From: Mingming Cao <cmm@us.ibm.com>
To: Ric Wheeler <rwheeler@redhat.com>
Cc: djwong@us.ibm.com, "Theodore Ts'o" <tytso@mit.edu>,
linux-ext4 <linux-ext4@vger.kernel.org>,
linux-kernel <linux-kernel@vger.kernel.org>,
Keith Mannthey <kmannth@us.ibm.com>,
Mingming Cao <mcao@us.ibm.com>
Subject: Re: [RFC] ext4: Don't send extra barrier during fsync if there are no dirty pages.
Date: Tue, 04 May 2010 12:49:26 -0700 [thread overview]
Message-ID: <1273002566.3755.10.camel@mingming-laptop> (raw)
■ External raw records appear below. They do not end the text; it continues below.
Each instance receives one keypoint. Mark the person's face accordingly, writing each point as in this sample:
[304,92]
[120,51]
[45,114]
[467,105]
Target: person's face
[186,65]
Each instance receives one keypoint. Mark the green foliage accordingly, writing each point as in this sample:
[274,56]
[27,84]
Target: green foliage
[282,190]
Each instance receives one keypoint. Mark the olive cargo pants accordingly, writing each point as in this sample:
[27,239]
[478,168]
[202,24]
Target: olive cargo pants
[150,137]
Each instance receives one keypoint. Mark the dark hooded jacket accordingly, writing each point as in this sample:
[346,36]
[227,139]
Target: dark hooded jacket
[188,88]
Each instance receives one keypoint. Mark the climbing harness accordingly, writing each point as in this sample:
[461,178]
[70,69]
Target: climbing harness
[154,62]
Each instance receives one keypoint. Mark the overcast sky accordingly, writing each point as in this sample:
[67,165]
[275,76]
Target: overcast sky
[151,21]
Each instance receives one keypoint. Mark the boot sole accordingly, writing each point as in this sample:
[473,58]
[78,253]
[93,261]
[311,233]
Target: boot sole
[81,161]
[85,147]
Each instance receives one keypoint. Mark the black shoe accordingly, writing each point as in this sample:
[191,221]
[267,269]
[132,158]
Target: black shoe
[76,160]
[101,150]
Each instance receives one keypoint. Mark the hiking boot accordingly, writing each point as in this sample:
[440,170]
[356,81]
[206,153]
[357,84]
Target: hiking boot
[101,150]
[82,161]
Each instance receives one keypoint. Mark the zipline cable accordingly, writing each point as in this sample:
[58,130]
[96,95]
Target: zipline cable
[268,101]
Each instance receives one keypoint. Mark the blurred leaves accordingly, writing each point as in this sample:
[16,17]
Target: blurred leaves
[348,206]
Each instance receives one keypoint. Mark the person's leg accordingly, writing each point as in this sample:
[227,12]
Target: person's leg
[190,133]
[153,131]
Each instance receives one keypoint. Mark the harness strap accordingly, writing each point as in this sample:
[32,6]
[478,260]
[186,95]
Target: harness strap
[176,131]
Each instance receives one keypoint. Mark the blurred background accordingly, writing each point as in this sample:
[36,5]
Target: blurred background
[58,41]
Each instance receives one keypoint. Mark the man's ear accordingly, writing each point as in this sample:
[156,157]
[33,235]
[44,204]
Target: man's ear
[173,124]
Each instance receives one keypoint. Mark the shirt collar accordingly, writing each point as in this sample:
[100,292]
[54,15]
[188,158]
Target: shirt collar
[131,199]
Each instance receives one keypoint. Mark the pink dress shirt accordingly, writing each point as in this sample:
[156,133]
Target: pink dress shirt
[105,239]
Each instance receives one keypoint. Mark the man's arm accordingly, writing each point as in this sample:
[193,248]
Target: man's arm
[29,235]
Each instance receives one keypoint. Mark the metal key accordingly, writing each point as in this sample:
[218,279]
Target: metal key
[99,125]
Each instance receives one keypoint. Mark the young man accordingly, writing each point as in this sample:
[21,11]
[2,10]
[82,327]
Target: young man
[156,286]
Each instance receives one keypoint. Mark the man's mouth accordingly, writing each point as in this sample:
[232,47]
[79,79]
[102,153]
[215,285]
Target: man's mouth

In-Reply-To: <4BE02C45.6010608@redhat.com>
On Tue, 2010-05-04 at 10:16 -0400, Ric Wheeler wrote:
> On 05/03/2010 08:57 PM, Mingming Cao wrote:
> > On Thu, 2010-04-29 at 16:51 -0700, Darrick J. Wong wrote:
> >
> >> Hmm. A while ago I was complaining that an evil program that calls fsync() in
> >> a loop will send a continuous stream of write barriers to the hard disk. Ted
> >> theorized that it might be possible to set a flag in ext4_writepage and clear
> >> it in ext4_sync_file; if we happen to enter ext4_sync_file and the flag isn't
> >> set (meaning that nothing has been dirtied since the last fsync()) then we
> >> could skip issuing the barrier.
> >>
> >> Here's an experimental patch to do something sort of like that. From a quick
> >> run with blktrace, it seems to skip the redundant barriers and improves the ffsb
> >> mail server scores. However, I haven't done extensive power failure testing to
> >> see how much data it can destroy. For that matter I'm not even 100% sure it's
> >> correct at what it aims to do.
> >>
> >> Just throwing this out there, though. Nothing's blown up ... yet. :P
> >> ---
> >> Signed-off-by: Darrick J. Wong<djwong@us.ibm.com>
> >> ---
> >>
> >> fs/ext4/ext4.h | 2 ++
> >> fs/ext4/fsync.c | 7 +++++--
> >> fs/ext4/inode.c | 5 +++++
> >> 3 files changed, 12 insertions(+), 2 deletions(-)
> >>
> >>
> >> diff --git a/fs/ext4/ext4.h b/fs/ext4/ext4.h
> >> index bf938cf..3b70195 100644
> >> --- a/fs/ext4/ext4.h
> >> +++ b/fs/ext4/ext4.h
> >> @@ -1025,6 +1025,8 @@ struct ext4_sb_info {
> >>
> >> /* workqueue for dio unwritten */
> >> struct workqueue_struct *dio_unwritten_wq;
> >> +
> >> + atomic_t unflushed_writes;
> >> };
> >>
> >>
> > Just wondering is this per filesystem flag? Thought it is nicer to make
> > this per -inode flag, when there is no dirty data in fly for this inode
> > (instead of the whole fs), there is no need to call barrier in
> > ext4_sync_file().
> >
> > Mingming
> >
>
> Checking per inode is actually incorrect - we do not want to short cut
> the need to flush the target storage device's write cache just because a
> specific file has no dirty pages. If a power hit occurs, having sent
> the pages from to the storage device is not sufficient.
>
hmm... My understanding is ext3/4 implementation of fsync syncing the
whole filesystem, as a jbd2 transacation could including metadata update
from other files, jbd2 has to commit the latest transactions. But the
caller is fsync(), which should only need to ensure the specified
inode's dirty data/metadata gets to disk by sending barriers down.
Mingming
> I was thinking that it could actually be more general, specifically we
> could track the status of the write cache on the entire storage device.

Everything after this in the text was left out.